The heat range of the spark plug must be carefully selected in order to create optimal thermal performance. If the heat range is not correct, you can expect serious trouble. Typically, the appropriate firing end temperature is (approximately) 900-1,450 degrees. Below 900 degrees, carbon fouling is possible. Above it, overheating becomes an issue.
Spark plug voltage rise In terms of operation, the spark plug is connected to the high voltage generated by an ignition coil (by way of a conventional distributor or by way of an electronic means). As electricity flows from the coil, a voltage difference develops between the center electrode and ground electrode on the spark plug.
Because of the spark plug “gap,” coupled with the air/fuel mixture (which acts as an insulator) within the gap, the spark plug cannot immediately fire.
As the voltage rise increases to approximately 20,000 volts, the gap within the spark plug can be “breached” and it fires.
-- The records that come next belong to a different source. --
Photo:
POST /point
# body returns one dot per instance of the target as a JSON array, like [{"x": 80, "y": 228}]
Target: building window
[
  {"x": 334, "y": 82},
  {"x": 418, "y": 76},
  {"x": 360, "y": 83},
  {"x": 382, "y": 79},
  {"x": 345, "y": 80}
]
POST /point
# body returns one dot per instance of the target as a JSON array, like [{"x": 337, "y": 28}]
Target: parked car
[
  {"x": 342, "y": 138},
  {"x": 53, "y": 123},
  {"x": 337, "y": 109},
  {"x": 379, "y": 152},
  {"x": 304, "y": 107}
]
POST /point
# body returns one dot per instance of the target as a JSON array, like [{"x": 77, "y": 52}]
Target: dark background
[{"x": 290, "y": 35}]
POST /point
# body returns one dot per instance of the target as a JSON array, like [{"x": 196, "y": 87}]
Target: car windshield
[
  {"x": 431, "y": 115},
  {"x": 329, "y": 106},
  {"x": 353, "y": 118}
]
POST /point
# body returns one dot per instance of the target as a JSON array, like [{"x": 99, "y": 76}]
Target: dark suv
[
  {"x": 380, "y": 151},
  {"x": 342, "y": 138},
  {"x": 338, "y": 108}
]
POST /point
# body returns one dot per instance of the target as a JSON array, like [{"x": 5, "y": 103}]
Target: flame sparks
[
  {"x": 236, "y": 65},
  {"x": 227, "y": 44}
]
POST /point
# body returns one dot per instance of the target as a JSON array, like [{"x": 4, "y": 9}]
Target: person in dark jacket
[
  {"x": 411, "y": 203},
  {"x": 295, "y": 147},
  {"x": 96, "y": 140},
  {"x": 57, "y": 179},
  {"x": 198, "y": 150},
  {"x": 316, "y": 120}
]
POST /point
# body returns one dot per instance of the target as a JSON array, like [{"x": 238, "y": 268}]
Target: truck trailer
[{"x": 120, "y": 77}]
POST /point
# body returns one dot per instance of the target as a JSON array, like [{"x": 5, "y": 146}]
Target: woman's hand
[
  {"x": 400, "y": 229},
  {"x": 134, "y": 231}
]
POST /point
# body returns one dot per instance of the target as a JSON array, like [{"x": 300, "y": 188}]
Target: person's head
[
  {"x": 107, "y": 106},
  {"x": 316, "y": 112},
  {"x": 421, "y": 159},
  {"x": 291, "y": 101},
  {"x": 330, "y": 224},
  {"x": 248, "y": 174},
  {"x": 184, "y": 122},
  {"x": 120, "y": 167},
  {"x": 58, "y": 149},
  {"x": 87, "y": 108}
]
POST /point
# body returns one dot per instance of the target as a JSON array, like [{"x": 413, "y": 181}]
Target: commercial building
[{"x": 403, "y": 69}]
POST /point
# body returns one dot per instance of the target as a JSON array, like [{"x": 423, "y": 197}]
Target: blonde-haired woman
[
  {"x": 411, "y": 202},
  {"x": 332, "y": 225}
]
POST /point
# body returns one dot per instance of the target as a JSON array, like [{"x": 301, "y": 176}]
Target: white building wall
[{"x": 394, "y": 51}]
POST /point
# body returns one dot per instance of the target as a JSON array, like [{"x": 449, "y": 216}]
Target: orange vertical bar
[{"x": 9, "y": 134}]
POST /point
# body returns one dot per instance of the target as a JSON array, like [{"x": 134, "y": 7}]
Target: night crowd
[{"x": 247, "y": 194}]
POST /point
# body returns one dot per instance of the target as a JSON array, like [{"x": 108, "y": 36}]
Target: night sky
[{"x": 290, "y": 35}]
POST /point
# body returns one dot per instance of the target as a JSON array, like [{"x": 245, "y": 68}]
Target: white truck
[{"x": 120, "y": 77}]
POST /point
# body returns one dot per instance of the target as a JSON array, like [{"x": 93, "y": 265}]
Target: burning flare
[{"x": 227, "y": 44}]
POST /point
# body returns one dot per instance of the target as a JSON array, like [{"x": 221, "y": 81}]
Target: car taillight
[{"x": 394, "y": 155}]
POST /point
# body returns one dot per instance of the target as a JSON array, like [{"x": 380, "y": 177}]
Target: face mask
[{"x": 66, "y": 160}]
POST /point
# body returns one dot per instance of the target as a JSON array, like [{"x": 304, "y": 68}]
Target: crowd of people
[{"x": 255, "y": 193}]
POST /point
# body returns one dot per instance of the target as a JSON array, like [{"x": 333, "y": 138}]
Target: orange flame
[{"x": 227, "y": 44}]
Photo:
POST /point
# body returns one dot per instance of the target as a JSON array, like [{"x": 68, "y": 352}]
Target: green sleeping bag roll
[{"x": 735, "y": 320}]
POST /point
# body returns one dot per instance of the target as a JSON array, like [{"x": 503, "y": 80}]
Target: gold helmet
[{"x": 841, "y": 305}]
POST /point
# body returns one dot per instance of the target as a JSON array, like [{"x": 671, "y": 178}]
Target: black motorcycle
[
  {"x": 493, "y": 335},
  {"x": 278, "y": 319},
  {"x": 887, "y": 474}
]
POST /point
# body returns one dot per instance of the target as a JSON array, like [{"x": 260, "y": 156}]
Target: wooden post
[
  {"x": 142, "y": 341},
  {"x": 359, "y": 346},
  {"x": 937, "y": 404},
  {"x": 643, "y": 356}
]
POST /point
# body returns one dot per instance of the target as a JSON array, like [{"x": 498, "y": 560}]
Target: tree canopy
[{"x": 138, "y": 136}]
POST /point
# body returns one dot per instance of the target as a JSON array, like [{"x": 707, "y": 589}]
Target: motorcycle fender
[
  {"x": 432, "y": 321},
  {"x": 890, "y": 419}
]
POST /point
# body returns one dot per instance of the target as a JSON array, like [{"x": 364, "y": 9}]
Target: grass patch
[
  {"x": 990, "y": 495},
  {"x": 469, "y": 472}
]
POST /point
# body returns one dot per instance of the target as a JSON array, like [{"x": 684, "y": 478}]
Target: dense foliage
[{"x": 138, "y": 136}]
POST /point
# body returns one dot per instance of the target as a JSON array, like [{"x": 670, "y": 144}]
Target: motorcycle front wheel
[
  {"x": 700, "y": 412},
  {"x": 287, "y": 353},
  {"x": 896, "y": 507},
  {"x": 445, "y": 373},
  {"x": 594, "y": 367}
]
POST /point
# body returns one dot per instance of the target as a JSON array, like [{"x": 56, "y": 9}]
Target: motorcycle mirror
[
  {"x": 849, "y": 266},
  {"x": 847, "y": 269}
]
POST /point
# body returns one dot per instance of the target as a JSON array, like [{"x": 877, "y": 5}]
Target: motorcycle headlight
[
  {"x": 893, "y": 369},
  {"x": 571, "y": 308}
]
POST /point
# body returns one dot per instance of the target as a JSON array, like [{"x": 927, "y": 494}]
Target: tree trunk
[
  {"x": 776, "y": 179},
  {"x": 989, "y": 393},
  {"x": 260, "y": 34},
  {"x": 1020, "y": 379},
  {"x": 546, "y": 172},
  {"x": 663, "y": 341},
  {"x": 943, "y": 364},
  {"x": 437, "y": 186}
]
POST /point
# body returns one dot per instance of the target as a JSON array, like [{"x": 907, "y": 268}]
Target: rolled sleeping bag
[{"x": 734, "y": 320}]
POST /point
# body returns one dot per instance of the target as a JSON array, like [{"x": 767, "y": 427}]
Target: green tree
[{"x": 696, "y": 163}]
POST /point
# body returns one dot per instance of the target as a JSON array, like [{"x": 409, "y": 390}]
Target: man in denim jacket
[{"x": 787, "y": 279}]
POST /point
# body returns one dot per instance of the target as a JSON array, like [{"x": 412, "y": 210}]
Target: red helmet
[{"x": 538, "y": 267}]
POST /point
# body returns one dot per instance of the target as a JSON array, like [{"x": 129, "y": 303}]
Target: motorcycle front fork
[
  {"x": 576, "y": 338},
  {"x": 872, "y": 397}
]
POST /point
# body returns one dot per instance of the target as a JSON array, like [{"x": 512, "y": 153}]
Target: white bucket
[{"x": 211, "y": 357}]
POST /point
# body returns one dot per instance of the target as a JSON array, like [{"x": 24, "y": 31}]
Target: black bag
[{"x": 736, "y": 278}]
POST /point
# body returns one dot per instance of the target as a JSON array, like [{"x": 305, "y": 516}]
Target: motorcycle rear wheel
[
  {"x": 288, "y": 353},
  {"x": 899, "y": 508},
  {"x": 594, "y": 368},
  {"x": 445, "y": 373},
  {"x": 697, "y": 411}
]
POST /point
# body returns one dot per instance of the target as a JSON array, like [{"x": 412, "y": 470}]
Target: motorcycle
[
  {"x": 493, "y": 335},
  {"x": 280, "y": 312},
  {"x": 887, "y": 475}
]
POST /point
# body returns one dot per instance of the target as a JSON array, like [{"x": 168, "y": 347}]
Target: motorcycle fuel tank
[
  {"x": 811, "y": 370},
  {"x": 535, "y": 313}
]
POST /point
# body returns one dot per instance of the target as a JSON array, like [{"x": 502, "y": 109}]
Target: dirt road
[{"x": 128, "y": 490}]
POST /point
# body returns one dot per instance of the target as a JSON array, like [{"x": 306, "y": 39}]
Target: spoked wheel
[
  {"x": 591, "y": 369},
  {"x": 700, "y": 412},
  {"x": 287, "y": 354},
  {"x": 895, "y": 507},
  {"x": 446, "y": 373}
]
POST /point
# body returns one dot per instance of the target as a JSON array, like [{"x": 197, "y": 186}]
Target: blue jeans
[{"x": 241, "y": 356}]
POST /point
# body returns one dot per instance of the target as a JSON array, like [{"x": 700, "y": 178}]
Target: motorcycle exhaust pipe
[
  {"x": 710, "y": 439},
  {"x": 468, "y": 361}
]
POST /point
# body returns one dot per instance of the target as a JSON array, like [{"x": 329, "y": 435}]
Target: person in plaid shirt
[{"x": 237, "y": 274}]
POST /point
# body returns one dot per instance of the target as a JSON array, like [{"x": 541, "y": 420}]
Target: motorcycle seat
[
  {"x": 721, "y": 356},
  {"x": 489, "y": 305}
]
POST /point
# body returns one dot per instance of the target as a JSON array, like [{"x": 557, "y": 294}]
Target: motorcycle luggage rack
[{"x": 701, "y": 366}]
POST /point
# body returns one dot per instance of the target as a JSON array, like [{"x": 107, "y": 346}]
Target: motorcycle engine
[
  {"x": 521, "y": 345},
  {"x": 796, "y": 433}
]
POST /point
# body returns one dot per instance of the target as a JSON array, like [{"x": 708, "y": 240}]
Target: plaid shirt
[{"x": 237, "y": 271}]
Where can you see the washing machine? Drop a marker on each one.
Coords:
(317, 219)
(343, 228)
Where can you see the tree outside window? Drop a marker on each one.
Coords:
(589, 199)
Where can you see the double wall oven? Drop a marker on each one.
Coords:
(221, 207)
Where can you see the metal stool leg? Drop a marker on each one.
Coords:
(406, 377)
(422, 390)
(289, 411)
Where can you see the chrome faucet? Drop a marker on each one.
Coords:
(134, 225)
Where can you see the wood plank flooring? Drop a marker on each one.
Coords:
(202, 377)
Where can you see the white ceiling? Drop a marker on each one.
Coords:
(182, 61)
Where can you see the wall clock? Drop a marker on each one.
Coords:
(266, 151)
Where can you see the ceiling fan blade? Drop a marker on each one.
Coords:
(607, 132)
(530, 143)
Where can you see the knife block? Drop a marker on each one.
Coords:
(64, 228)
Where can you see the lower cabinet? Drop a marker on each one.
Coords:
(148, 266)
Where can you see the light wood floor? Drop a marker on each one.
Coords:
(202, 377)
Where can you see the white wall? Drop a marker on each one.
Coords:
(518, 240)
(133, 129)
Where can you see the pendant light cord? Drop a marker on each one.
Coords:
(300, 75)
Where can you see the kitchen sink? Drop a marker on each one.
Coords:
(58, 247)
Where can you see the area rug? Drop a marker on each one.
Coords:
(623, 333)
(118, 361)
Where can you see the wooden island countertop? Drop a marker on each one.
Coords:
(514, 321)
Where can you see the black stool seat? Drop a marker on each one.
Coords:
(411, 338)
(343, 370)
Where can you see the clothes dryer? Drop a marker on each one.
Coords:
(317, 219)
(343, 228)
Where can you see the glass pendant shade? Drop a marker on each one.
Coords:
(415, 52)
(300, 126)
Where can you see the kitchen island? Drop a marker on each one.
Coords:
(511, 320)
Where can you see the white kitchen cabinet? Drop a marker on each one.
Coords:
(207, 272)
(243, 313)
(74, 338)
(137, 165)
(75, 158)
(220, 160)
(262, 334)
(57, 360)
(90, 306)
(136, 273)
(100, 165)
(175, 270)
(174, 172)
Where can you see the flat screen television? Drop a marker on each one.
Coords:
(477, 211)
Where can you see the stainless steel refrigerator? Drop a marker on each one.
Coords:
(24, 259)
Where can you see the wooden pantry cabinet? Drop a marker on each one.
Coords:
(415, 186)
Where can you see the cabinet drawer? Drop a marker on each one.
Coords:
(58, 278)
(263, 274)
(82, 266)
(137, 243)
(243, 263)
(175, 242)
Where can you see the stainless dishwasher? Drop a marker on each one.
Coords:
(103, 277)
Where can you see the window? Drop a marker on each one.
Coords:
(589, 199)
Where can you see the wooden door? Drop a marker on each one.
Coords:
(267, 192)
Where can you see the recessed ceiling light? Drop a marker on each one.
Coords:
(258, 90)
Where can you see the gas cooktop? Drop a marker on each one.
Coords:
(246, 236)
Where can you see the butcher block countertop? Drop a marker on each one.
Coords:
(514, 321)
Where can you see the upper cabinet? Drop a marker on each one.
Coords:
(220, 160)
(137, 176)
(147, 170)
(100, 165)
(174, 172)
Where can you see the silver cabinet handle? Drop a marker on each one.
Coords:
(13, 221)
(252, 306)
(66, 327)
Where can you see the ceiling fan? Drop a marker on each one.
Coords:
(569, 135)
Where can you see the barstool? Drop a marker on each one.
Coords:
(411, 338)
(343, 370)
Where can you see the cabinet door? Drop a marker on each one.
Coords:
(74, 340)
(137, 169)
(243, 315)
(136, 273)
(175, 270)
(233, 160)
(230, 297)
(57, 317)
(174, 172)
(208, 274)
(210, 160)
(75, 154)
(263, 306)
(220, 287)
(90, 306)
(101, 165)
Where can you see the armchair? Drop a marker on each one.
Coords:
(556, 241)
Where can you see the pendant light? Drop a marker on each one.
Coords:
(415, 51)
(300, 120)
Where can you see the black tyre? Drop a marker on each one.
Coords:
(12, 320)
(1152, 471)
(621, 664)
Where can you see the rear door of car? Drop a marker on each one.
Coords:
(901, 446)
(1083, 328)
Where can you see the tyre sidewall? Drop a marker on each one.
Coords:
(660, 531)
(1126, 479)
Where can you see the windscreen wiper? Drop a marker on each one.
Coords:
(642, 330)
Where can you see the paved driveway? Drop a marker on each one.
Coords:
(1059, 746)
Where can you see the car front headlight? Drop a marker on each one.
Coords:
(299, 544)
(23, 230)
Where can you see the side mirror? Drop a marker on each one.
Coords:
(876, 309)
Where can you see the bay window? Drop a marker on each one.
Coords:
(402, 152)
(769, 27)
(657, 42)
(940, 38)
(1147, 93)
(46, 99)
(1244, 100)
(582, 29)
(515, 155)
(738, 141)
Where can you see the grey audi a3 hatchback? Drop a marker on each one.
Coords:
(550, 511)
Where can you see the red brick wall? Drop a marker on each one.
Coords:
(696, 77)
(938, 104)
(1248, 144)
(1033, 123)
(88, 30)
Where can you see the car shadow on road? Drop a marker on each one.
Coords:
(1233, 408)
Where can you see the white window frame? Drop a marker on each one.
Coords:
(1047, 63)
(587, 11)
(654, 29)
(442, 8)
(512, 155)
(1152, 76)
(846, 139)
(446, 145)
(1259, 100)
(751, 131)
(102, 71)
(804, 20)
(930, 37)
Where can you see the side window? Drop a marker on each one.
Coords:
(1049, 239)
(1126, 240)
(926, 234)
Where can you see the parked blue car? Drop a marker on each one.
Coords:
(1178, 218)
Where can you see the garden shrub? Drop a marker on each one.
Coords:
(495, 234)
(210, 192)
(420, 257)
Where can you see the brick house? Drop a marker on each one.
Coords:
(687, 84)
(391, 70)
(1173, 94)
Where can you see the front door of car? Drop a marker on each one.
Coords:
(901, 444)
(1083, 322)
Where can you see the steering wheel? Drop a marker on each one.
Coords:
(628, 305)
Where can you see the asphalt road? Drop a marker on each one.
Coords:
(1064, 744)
With a spark plug removed from the cylinder head and properly grounded to fire, you can hear a definitive click. If conditions are dark enough, you can see the spark.
The click you hear is essentially a miniature clap of thunder, and the spark you observe is similar to a miniature form of lightning.
Within the combustion chamber, the intense heat created by the spark plug creates a small fireball within the gap. The fireball or combustion “kernel” expands and the cylinder (at least in theory) experiences complete combustion.